Meine Stimme der Vernunft und die stocksaure Libido plumpsten tief in meinem Innern frustriert zu Boden und gaben auf.
Linda setzte sich neben mich und nahm meine Hand. „Willst du es mir erzählen?" fragte sie leise und ihr warmer Blick zusammen mit der tröstlichen Geste zerschmetterten meine Dämme wie ein durchrauschender Tsunami.
Ich brach in Tränen aus und schluchzte mir die Seele aus dem Leib.
Die junge Frau schlang die Arme um mich und wiegte mich hin und her, während sie leise die Melodie eines Schlafliedes summte.
Nachdem ich mich schließlich ausgeheult hatte, begann ich mit rauher Stimme mir alles von der Seele zu reden... alles, was mir der ziemlich tote Dr. Lector und Schleimbeutel Nummer eins, der gute Pete angetan hatten.
Als ich fertig war herrschte Stille.. etwas Nasses tropfte mir auf die Schulter und ich sah, dass Linda weinte. Sie versuchte es krampfhaft zu unterdrücken und auf einmal kam ich mir wie das letzte Miststück vor.

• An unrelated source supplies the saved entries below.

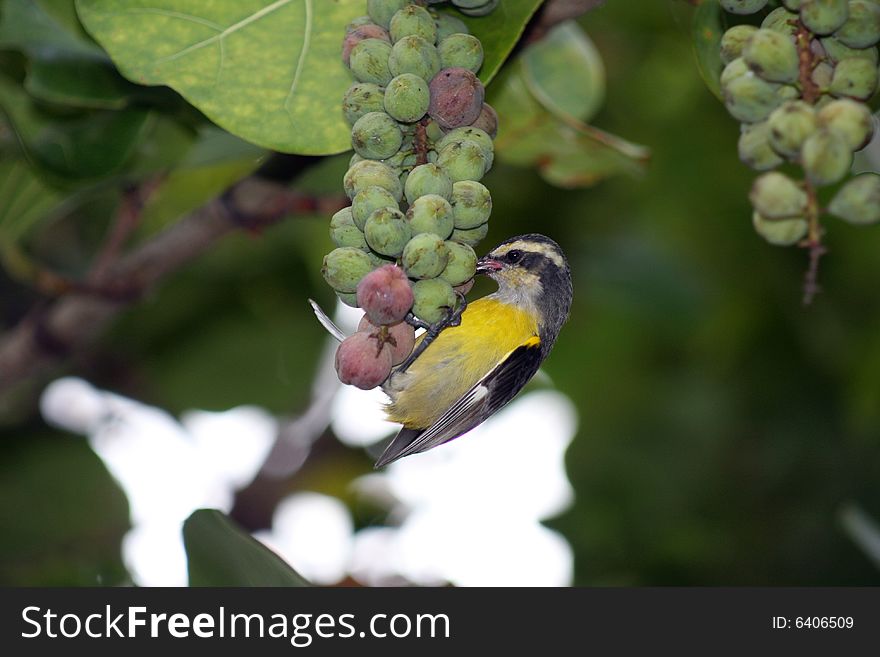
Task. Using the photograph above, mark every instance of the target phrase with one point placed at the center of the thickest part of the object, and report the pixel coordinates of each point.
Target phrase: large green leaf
(220, 554)
(707, 31)
(499, 32)
(267, 71)
(565, 72)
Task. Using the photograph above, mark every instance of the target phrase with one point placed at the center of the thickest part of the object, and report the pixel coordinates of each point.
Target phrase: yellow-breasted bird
(472, 369)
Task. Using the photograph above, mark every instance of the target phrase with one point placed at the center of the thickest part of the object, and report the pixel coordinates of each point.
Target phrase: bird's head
(532, 272)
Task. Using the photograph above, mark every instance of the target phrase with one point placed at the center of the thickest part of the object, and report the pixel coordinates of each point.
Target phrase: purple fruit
(456, 98)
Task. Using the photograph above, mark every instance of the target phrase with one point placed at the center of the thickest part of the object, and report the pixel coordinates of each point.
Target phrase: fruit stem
(814, 244)
(809, 89)
(420, 143)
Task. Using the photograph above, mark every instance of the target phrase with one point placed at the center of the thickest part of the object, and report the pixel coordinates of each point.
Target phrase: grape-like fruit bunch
(423, 139)
(799, 84)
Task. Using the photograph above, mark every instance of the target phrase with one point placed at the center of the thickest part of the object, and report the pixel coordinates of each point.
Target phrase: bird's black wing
(483, 399)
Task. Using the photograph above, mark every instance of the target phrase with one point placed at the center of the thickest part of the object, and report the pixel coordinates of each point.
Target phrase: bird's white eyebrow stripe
(545, 250)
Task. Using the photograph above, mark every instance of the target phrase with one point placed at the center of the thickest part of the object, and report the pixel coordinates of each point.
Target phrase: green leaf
(33, 27)
(707, 30)
(220, 554)
(499, 32)
(565, 73)
(567, 153)
(216, 161)
(24, 200)
(83, 146)
(77, 82)
(267, 71)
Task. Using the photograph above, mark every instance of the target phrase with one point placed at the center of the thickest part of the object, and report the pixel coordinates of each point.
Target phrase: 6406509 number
(824, 622)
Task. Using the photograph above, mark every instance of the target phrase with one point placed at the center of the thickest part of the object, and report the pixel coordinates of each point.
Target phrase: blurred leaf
(83, 146)
(499, 32)
(27, 25)
(707, 30)
(269, 72)
(220, 554)
(568, 153)
(24, 200)
(77, 82)
(565, 73)
(62, 517)
(217, 160)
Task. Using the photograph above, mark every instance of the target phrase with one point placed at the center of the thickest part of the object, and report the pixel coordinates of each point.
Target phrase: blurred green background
(723, 424)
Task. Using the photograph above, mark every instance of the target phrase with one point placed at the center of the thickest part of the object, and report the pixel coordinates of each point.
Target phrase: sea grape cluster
(422, 137)
(798, 80)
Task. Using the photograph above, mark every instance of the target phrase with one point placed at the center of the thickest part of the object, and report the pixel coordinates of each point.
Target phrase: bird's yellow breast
(456, 360)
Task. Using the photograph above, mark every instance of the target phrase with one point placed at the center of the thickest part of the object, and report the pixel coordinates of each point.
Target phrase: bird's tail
(326, 322)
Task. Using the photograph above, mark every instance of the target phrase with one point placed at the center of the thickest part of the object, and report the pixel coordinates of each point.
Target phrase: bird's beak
(487, 265)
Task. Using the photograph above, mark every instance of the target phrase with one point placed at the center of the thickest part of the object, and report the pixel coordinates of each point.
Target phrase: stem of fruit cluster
(420, 143)
(809, 89)
(814, 244)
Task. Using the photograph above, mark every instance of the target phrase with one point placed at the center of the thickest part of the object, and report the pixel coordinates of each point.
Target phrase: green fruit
(448, 25)
(824, 16)
(344, 232)
(381, 11)
(735, 69)
(431, 214)
(743, 6)
(414, 55)
(369, 61)
(344, 267)
(427, 179)
(376, 136)
(433, 300)
(837, 51)
(754, 147)
(772, 55)
(733, 41)
(362, 98)
(850, 120)
(369, 173)
(855, 78)
(471, 204)
(790, 125)
(862, 28)
(785, 232)
(407, 98)
(750, 99)
(462, 264)
(425, 256)
(825, 157)
(473, 134)
(463, 160)
(780, 20)
(461, 50)
(776, 196)
(348, 298)
(387, 232)
(472, 236)
(413, 20)
(367, 201)
(858, 201)
(822, 75)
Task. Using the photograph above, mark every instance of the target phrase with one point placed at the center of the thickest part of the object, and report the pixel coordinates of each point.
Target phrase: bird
(477, 364)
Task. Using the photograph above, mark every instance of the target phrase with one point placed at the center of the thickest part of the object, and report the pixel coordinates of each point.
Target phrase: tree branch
(57, 329)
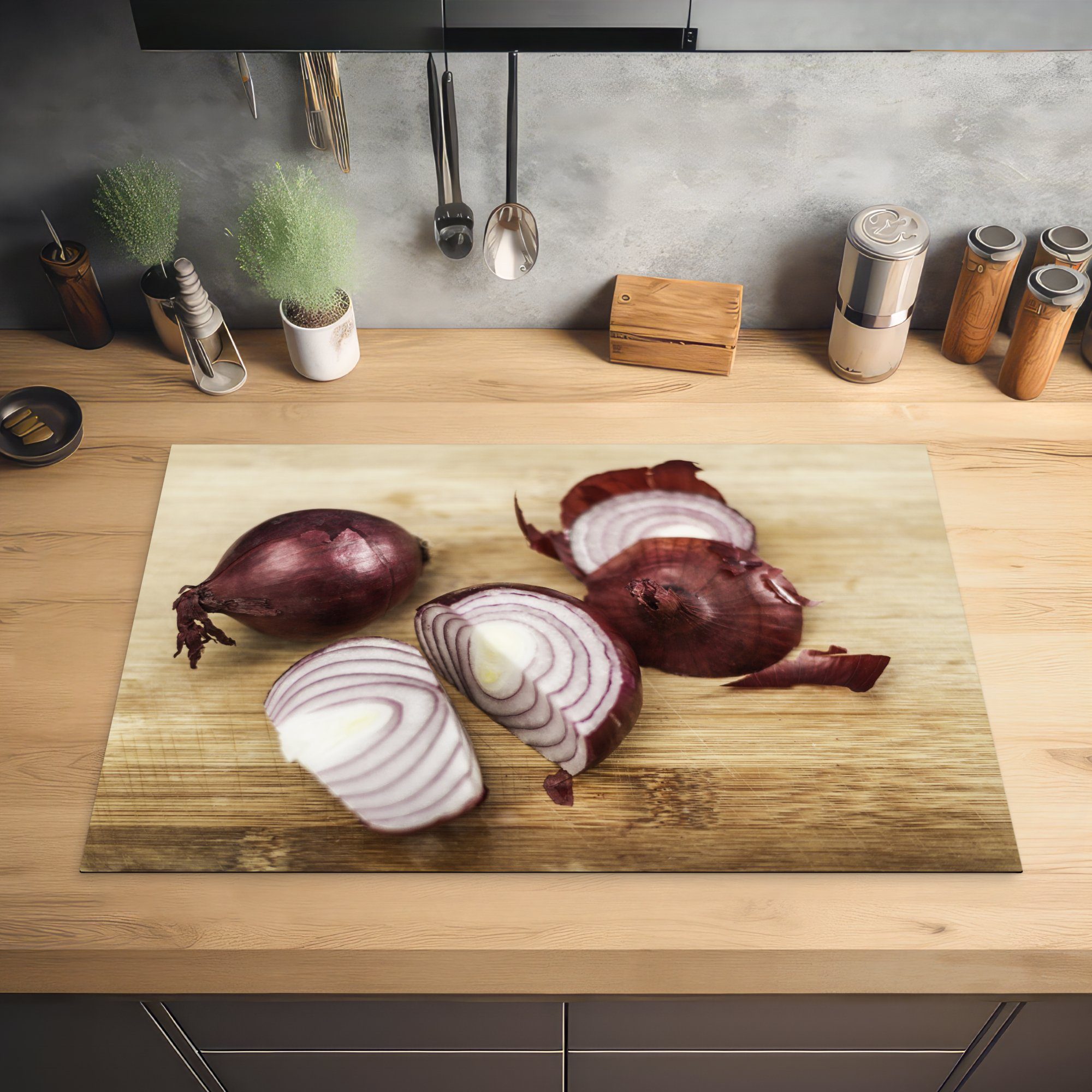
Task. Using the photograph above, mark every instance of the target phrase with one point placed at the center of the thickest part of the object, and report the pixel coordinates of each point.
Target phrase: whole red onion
(692, 607)
(321, 573)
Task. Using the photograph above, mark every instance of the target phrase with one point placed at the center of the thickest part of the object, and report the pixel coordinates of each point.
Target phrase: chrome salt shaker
(882, 267)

Lukes Schwester hatte ihr eigenes Trauma zu bewältigen und da kam ich daher und lud meinen seelischen Müll auch noch bei ihr ab!
Der Verräterduo, bestehend aus meiner Libido und der Stimme der Vernunft schwiegen einhellig, ebenfalls erschüttert von meiner Gedankenlosigkeit...
„Linda... Gott, es tut mir leid! Bitte... vergiss, was du gerade gehört hast! Mir gehts gut. Ich meine, ich schaff das schon... du musst dich jetzt auf dich konzentrieren. Mach dir bitte keine Sorgen um Cami und mich... wir überleben seit Jahren draußen, dass kriegen wir auch noch einen weiteren Winter hin!"
Auf einmal wurden wir beide in eine warme Umarmung gezogen und so saßen Luke, Linda und ich da... die Zeit verging... wir schwiegen und verarbeiteten, was geschehen und gesagt worden war.
Schließlich räusperte der Arzt sich leise und küsste mich sanft auf die Schläfe.
Dann rückte er ein wenig ab und fuhr mir durch mein strubbeliges Haar.
In seinen Augen schimmerten Tränen, doch seine Stimme klang fest und sicher, als er sagte: „Ich versteh deinen Standpunkt, Mäuschen. Trotzdem kann ich einfach nicht akzeptieren, dass du und deine Freundin in der kältesten Jahreszeit ganz auf euch allein gestellt seid, mit so wenig Vorbereitungszeit. Können wir uns vielleicht auf einen Kompromiss einigen? Wir versorgen euch mit allem Wichtigen und Lebensnotwendigen und ihr bleibt dafür in der Nähe! In einem Radius von fünfzig Kilometern.."
Das nannte der gute Mann „Nähe"?
Aber warum diese bestimmte Entfernung?
„Warum..."
„... die fünfzig Kilometer? Das ist die Reichweite des Funkgerätes, welches du ebenfalls mitnehmen wirst. Wenn ihr in Schwierigkeiten geratet... Rate mal, was du dann machen wirst, junge Dame?"
Ok... das war in der Tat ein Kompromiss, mit dem ich leben konnte!
Jetzt musste ich nur noch herausfinden, was wir mit der Verräterprinzessin machen sollten. Allmählich erschien es mir doch als zu arbeitsaufwendig, das Blag vor einem anderen Lager zu deponieren... vielleicht war der ausversehende Verlust Anastasias in einer tiefen Felsspalte doch die bessere Lösung.